Viola sourit avec une gentillesse qui ne lui appartenait pas.

– Parfait. A trois contre un, vous êtes perdu, cher Grott. Vous étiez perdu de toutes façons – mais désormais j'ai deux forces supplémentaires pour me soutenir dans cette lutte si aisée. Nous irons consigner par écrit cette nouvelle alliance dans la guerre de ce pas, voulez-vous ? Ensuite, vous pourrez profiter de la piscine à débordement de la terrasse, tant que vous êtes ici. A moins que vous ne désiriez un massage ou des cocktails ? J'ai prévu trois femmes de ma suite de Sorrowbridge pour chacun de vous ; elles sont à votre entière disposition.

Et, étirant encore son sourire, elle pressa à nouveau le bouton de la télécommande, et l'image de Grott disparut dans un flash.

***

– Il va nous trahir, siffla S. M. dès qu'ils eurent quitté la pièce, le visage empourpré de colère.

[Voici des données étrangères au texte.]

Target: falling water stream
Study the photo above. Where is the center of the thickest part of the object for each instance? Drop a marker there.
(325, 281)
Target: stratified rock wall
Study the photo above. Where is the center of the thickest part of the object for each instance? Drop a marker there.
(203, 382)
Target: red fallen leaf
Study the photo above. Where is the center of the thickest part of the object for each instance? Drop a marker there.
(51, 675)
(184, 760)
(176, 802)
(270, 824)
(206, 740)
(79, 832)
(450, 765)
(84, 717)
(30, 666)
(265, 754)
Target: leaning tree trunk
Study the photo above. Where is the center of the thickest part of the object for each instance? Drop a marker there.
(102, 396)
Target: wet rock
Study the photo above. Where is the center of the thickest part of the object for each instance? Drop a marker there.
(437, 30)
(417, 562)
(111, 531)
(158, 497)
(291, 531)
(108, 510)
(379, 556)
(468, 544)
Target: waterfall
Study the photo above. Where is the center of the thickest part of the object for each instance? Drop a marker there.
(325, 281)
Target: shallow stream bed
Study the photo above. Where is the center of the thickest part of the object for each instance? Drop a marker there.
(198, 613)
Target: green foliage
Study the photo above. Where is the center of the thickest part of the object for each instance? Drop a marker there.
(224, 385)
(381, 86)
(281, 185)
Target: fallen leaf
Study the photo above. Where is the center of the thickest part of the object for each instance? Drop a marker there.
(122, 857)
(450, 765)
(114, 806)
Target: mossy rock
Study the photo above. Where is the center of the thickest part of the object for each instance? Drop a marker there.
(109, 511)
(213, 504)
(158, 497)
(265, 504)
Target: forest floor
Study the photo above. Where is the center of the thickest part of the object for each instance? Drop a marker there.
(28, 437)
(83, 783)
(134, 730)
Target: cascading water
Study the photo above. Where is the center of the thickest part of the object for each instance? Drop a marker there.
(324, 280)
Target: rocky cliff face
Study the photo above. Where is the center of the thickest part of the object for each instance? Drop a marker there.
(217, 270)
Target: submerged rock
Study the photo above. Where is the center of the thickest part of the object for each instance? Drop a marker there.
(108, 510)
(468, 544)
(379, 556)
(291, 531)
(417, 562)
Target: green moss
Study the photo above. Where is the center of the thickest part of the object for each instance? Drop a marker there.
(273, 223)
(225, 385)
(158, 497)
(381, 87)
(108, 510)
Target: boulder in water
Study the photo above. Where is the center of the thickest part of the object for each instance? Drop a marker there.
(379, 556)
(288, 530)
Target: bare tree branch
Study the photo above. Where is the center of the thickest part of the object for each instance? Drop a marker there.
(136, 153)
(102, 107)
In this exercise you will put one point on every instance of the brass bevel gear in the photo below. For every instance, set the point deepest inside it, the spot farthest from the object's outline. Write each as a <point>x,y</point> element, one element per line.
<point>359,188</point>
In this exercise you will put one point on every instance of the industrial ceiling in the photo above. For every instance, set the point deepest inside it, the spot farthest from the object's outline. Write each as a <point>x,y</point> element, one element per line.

– Qui donc ? lança innocemment Varvadon.

– Radggof, voyons. Il était déjà au courant pour Huggs, et il est évident qu'il a déjà tout prévu de longue date avec Grott. Le scélérat ! Ils sont de mèche depuis le début. Bon, il faudra jouer fin.

Elle jeta un regard terrible à son chancelier.

– Il va falloir nous en débarrasser.

– Pardon ?

–  Vous avez parfaitement entendu. Ne me faites pas vous rappeler que mes ordres ne se discutent pas. Vous allez immédiatement repartir pour prendre contact le plus tôt possible avec la Forteresse. Mettez Yenard et Zvenn sur le coup. Seul des Hommes en Violet sont assez sûrs pour cette affaire.

– Je... très bien.

Il s'inclina et sortit en courant, la sueur perlant déjà à son front.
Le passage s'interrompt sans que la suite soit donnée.